In the first terminal running Hermes logs, follow the logs:
docker logs -f hermes
Press Ctrl+C after confirming the cognition cycles are running, then restore the interval.
The output is similar to:
[Cognition] Generating workspace summary...
[Cognition] Workspace summary updated:
Restore the interval to 8 after validation to avoid continuous summary generation:
{
"summary_interval_hours": 8,
"supported_extensions": [
".txt",
".md",
".log"
],
"retrieval_limit": 3,
"summary_output": "/workspace/memory/workspace-summary.txt"
}
Restart the stack:
cd ~/dgx-hermes-agent/compose
docker compose restart hermes
Follow the logs:
docker logs -f hermes
Press Ctrl+C after the startup messages appear.
The output is similar to:
[Hermes Agent] Starting workspace watcher...
[Hermes Agent] Monitoring: /workspace/inbox
The workspace_memory collection remains in Qdrant because the Qdrant storage directory is persisted on the host.
Verify that the summary file still exists:
ls ~/dgx-hermes-agent/workspace/memory/
You’ll see workspace-summary.txt.
This output shows that the runtime state persists across container restarts.
The Arm Grace CPU coordinates the autonomous runtime: monitoring the filesystem, reloading runtime policy, scheduling background cognition cycles, aggregating semantic memory for workspace summaries, and coordinating the query workflow.
The Blackwell GPU accelerates summarization, embedding generation, contextual reasoning, and autonomous workspace analysis. The result is a heterogeneous local AI system where the CPU coordinates persistent workflows and the GPU accelerates model execution.
You’ve now completed the persistent autonomous local AI runtime on DGX Spark. The finished system demonstrates how an Arm CPU can coordinate long-running AI workflows, while a GPU accelerates summarization, embedding generation, contextual reasoning, and workspace-level cognition.

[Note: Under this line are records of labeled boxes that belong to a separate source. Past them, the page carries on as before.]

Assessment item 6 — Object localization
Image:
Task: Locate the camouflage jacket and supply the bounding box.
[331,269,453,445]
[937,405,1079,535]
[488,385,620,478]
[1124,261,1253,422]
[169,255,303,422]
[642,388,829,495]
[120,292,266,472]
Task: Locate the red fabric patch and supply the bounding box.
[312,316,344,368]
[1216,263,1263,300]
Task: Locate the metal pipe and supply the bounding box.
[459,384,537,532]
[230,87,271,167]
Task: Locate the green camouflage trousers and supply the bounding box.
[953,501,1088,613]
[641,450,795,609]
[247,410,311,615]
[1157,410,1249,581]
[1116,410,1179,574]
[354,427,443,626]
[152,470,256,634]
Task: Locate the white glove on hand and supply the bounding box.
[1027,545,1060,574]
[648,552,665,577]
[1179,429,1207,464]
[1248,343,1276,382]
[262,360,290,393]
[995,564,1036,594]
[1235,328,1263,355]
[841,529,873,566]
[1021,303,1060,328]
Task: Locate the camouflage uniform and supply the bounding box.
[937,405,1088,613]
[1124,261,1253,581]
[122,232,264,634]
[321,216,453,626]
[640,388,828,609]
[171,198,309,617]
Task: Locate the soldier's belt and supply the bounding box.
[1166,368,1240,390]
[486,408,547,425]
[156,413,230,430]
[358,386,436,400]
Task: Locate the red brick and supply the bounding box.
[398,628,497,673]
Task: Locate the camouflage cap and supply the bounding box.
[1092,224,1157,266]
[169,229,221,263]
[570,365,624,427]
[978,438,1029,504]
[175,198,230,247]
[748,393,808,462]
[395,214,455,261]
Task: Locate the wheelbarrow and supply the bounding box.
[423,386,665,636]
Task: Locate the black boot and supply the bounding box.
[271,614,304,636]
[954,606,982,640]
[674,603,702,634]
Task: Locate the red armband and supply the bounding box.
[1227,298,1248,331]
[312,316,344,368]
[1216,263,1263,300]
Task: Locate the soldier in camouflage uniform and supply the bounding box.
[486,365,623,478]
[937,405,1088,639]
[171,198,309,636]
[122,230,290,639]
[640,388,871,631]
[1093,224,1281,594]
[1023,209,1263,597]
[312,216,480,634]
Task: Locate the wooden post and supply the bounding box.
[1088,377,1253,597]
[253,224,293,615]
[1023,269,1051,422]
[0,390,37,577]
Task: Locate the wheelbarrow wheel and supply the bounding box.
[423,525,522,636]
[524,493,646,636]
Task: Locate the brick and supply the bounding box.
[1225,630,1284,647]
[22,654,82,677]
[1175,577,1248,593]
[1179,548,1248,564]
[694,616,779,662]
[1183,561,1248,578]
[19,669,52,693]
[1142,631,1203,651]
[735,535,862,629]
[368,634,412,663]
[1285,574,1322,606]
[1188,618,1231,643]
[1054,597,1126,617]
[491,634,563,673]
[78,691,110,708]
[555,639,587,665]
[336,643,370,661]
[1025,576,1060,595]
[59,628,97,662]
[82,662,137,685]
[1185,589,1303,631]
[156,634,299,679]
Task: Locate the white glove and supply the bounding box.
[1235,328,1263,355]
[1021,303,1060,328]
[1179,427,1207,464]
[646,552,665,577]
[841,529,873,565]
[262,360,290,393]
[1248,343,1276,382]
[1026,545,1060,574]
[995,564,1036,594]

This Learning Path uses DGX Spark as the reference platform, but the architecture is reusable beyond this specific system. You can adapt the same pattern to other Arm platforms that can run containerized services, local inference backends, vector memory, and a CPU-side orchestration runtime.
The key idea is that persistent AI systems are distributed orchestration systems, not just single inference calls. Hermes coordinates workspace ingestion, semantic memory, retrieval, autonomous summaries, and runtime policy, while the inference and memory services remain replaceable implementation choices.
This implementation is intentionally a minimal version. It validates the end-to-end architecture, but it doesn’t yet handle production concerns such as repeated updates to the same file, deduplication, re-indexing, versioned memory records, or file modification events. Those hardening steps are natural extensions after the core runtime pattern is working.